For the second straight year, Louisiana farmers struggled in 2016 as depressed commodity prices continued, compounded by wetter than usual weather conditions and flooding, according to the LSU AgCenter.
“We had infrastructure of these enterprises that were built on $6 corn and $14 soybeans,” says LSU AgCenter Economist Kurt Guidry. “That just doesn’t work with $9 soybeans and $3 corn.”
After several years of relatively high prices, many producers made significant investment in their operations, but the downturn in prices is now causing financial hardships for some. While the weather did not cause the statewide average yield of many crops to drop significantly, the numbers don’t reflect the true picture. Many acres went unharvested because they were in such poor condition, and those acres are not included in yield averages. Some harvested crops had major price reductions because of quality issues.
“A 90-bushel grain sorghum yield looks good on paper,” Guidry says, “but if you can’t sell it because of quality issues, it doesn’t do you any good to harvest 90 bushels.”

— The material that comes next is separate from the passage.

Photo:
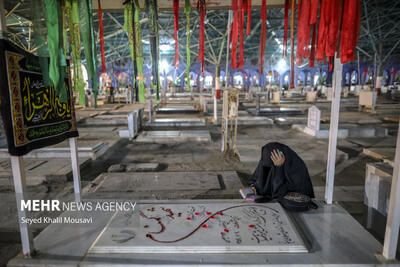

And producers shouldn’t expect any relief in terms of commodity prices in the coming year, he adds, making it all the more important for producers to have good yields next year. Guidry believes sugar is the only commodity with a stable price among the major row crops grown in the state.
“We’re going to have to deal with corn in the $3 to $4 range and soybeans in the $9 to $10 range,” he says. “That’s just going to make that recovery much more difficult.”
Declining land values are also a concern in the coming year, Guidry says, noting many farmers have much of their equity in the land they own and farm. While values are not falling as fast as they are in the Midwest, Guidry says it’s something Louisiana farmers should take seriously.
“What we’re seeing is an erosion of equity because of these reductions in land values that impacts farmers’ ability to withstand these hard times,” he says.